La profession de pilote d’essais : Largages de charges et tirs de missiles (partie 2)

Toutes les charges largables en vol doivent par définition s’écarter de façon sûre de l’avion porteur au moment du largage.

Or, en fonction des conditions de vol et de sa configuration aérodynamique (avec d’autres charges extérieures) il y a autour de l’avion porteur, du fait de la vitesse et donc du déplacement de la masse d’air, un champ aérodynamique aux alentours immédiats de la structure souvent très perturbé.

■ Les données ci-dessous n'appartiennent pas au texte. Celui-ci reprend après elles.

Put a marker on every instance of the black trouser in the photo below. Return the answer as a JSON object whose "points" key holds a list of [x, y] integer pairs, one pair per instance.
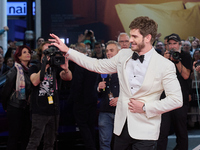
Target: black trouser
{"points": [[178, 118], [85, 118], [19, 128], [47, 125], [125, 142]]}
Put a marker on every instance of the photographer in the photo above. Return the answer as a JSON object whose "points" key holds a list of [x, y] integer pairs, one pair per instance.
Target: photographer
{"points": [[44, 98], [177, 117]]}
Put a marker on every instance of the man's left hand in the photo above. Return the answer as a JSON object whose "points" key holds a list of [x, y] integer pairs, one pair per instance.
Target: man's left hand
{"points": [[135, 106]]}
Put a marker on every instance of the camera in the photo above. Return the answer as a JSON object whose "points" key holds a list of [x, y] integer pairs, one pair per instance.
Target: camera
{"points": [[197, 63], [176, 55], [56, 56]]}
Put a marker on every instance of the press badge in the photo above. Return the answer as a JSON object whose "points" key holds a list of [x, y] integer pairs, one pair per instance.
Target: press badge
{"points": [[50, 99]]}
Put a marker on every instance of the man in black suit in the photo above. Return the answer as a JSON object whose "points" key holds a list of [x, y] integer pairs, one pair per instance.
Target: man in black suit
{"points": [[108, 92], [83, 93]]}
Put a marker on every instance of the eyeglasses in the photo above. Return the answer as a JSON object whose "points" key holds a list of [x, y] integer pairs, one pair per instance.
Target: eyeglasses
{"points": [[124, 41]]}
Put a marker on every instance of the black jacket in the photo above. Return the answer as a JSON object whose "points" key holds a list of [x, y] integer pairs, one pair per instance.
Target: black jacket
{"points": [[112, 85], [84, 86], [10, 86]]}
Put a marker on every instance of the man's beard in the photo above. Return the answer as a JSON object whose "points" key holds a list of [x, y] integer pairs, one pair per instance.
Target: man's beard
{"points": [[139, 46]]}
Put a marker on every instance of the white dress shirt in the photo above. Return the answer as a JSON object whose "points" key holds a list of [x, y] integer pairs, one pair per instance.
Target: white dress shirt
{"points": [[136, 71]]}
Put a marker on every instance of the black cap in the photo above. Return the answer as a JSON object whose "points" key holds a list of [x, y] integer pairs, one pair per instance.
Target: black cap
{"points": [[174, 37]]}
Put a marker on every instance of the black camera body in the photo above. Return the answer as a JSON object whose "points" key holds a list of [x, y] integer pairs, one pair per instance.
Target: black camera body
{"points": [[56, 56], [176, 55], [197, 63]]}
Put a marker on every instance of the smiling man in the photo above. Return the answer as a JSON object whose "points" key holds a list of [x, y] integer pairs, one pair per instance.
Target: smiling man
{"points": [[143, 75]]}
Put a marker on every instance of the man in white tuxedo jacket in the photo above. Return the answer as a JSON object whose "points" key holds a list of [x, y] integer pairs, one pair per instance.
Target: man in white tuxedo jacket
{"points": [[139, 108]]}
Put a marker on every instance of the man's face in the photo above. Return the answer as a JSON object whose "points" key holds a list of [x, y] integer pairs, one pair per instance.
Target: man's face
{"points": [[174, 44], [98, 49], [186, 47], [160, 46], [136, 40], [124, 41], [111, 50]]}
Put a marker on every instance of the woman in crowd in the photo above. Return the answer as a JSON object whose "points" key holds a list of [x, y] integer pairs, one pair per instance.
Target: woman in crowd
{"points": [[15, 100]]}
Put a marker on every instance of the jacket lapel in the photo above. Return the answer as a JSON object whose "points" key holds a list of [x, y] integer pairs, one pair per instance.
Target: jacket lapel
{"points": [[149, 77]]}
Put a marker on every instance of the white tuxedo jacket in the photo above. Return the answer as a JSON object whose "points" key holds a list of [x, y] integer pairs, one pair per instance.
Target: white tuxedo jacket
{"points": [[160, 75]]}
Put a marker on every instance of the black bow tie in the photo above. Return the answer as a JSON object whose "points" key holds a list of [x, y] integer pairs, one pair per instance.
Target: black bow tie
{"points": [[135, 56]]}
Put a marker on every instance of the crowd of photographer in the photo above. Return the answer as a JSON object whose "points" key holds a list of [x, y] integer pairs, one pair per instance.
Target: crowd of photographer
{"points": [[49, 66]]}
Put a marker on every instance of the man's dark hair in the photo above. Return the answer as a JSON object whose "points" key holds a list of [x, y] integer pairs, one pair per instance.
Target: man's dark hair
{"points": [[146, 26]]}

Tirs de missiles et Largage de charges en Vol

Le premier effet est qu’une charge larguée peut, en quittant l’avion porteur, avoir une trajectoire telle qu’elle peut venir frapper soit la structure, soit les autres charges externes présentes. Ce n’est pas une hypothèse d’école, beaucoup d’avions d’armes se sont écrasés à la suite de tels phénomènes.

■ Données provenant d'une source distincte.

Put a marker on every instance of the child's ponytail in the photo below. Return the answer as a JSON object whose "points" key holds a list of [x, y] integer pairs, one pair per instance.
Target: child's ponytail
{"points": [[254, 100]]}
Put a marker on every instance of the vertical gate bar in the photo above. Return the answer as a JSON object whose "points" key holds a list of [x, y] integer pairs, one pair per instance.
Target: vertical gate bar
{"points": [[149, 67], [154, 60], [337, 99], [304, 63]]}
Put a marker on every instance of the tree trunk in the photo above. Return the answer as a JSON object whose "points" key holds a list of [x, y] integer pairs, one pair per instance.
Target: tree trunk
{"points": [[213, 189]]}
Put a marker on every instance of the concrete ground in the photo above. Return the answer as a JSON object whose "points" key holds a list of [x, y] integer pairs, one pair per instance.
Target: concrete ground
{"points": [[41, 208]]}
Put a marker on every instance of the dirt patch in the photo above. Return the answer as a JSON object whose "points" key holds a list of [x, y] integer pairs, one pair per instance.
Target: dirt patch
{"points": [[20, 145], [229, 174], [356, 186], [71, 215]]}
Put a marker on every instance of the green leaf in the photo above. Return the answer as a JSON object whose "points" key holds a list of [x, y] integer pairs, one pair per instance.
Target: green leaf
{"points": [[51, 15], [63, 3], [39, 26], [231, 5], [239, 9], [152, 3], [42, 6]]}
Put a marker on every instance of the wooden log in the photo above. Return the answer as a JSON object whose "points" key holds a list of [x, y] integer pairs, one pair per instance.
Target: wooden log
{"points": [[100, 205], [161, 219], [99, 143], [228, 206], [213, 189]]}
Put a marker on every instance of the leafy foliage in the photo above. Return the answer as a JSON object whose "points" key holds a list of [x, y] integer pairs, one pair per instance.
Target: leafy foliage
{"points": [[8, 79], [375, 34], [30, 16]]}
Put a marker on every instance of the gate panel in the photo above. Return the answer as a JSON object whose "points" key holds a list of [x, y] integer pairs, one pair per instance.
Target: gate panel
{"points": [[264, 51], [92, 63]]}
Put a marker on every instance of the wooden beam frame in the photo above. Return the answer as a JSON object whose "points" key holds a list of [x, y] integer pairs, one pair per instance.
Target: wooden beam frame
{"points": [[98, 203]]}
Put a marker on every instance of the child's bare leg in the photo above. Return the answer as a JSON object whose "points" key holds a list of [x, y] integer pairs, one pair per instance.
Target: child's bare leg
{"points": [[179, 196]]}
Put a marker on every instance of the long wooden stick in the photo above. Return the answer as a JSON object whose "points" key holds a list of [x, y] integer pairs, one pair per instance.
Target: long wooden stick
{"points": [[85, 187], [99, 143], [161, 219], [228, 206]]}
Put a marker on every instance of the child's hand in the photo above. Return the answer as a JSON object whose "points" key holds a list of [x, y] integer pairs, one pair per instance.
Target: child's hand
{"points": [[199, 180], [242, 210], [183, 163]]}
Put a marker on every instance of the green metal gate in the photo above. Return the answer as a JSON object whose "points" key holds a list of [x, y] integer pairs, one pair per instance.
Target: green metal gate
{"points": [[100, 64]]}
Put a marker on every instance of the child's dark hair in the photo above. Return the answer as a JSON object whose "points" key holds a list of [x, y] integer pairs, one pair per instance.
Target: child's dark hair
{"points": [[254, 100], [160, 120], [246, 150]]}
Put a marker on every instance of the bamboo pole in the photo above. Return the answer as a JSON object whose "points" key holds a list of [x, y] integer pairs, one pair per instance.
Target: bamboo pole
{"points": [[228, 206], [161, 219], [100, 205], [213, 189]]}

C’est donc une phase potentiellement dangereuse qu’il convient de baliser pas à pas sur l’avion final. Par exemple sous Mirage F1, le champ aérodynamique sous le fuselage est extrêmement perturbé à grand vitesse, phénomène aggravé par la sortie des aérofreins. Des ailettes de missiles accrochés en ventral ont été détruites en vol uniquement par les vibrations induites des filets d’air… on imagine les risques associés au tir de ces missiles dépourvus de ses gouvernes.

Nous ne parlerons même pas des bombes guidées toujours utilisées en opérations qui, au début de leur mise au point, à peine larguées, remontaient sous le fuselage du Mirage F1 du fait d’un centre de gravité mal positionné; la mise au point fut longue et coûteuse.

Pour ne pas risquer la perte d’un avion et de son équipage, Il convient donc, et nous le comprenons bien, de baliser pas à pas tout le « domaine de largage ou de tir » d’une charge donnée, dans toutes les configurations demandées.

Allumage du moteur du missile (Martel ) début de la séparation d'avec l'avion.
Missile ARMAT AS37 en vol d’emport sur un MF1 EQ et deux réservoirs largables de 1200 litres

Pour ces essais, la précision du pilote d’essais dans le respect des paramètres de vol demandés pour valider des conditions de largage ou de tir est tout simplement vitale. Si aujourd’hui, les moyens de calcul et les simulations sophistiquées permettent d’anticiper à peu près ce que devrait être le comportement de la charge au moment du largage,  il n’en reste pas moins que pour valider un modèle il convient de lui donner les bonnes informations. Au début on a que la soufflerie et le calcul, ensuite on peut recaler le modèle avec les résultats d’essais en vol.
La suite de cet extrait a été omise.